The libraries’ collection experts selected Video Difference’s American Film Institute and British Film Institute collections for purchase, along with numerous documentaries and a substantial amount of British and international television box sets.
“We really looked for what were those really interesting, unique items that we wanted to allow the community to have access to,” says Halifax Public Libraries CEO Åsa Kachan, herself a regular Video Difference customer.
“I originally come from Sweden, and what I loved being able to do at Video Difference was hear about a new [TV] series that was acclaimed and being able to get it.”
Dalhousie, meanwhile, is buying 1,000 movies in subject areas supporting its classes. According to the university, that includes silent films, along with French and Spanish cinema, and films from Ireland, Scotland, Australia and New Zealand.

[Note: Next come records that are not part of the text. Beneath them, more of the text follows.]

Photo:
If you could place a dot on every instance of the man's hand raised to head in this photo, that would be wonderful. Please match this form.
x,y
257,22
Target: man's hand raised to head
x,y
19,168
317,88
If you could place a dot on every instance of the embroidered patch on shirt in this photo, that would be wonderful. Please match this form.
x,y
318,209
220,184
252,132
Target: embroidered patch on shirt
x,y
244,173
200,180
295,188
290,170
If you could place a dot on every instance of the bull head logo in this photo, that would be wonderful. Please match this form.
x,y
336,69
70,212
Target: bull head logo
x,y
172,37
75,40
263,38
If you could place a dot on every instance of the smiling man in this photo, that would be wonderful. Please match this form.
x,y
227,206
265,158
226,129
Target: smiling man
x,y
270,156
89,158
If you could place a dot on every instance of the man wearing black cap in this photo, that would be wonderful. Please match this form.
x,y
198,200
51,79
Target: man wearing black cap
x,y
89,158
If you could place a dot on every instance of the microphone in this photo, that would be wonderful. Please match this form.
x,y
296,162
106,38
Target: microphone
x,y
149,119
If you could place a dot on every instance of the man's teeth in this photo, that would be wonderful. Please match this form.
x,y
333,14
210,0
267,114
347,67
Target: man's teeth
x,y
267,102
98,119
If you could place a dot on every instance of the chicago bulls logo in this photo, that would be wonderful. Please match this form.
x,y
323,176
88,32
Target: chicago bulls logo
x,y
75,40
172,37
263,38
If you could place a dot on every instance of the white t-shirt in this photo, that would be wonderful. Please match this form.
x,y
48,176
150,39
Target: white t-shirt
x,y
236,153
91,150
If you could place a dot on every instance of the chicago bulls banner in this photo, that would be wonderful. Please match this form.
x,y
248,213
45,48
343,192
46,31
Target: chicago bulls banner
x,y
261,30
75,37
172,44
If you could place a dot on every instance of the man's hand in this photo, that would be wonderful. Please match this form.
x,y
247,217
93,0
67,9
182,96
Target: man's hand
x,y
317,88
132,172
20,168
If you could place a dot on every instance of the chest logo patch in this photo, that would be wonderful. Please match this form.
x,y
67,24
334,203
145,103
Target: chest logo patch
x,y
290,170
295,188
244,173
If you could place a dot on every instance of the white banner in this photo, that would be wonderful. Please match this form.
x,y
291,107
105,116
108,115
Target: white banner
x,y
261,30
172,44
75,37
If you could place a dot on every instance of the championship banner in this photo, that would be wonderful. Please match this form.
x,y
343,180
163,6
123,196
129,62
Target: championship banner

Halifax Public Libraries is spending $100,000 to purchase its 4,500 titles. Dalhousie has raised an additional $25,000 for the remainder, and is crowdfunding for more support.
While Video Difference already had a pretty intricate drop-off system through HRM, the collection’s new public owners means the 5,500 titles will be available to anyone in Nova Scotia.
“Basically what will happen is the collection is shared,” says Kasia Morrison, spokesperson for HPL. “So even people outside of Halifax can access the title to borrow.”
The packing and moving of the films is already underway. Plans for when and where the titles will be available to the public (presumably along with a list of titles being saved) are still in development.
The bulk purchase still only accounts for less than 14 percent of Video Difference’s 40,000 titles. Starting on Saturday, the remaining inventory inside the stores will be liquidated to the public.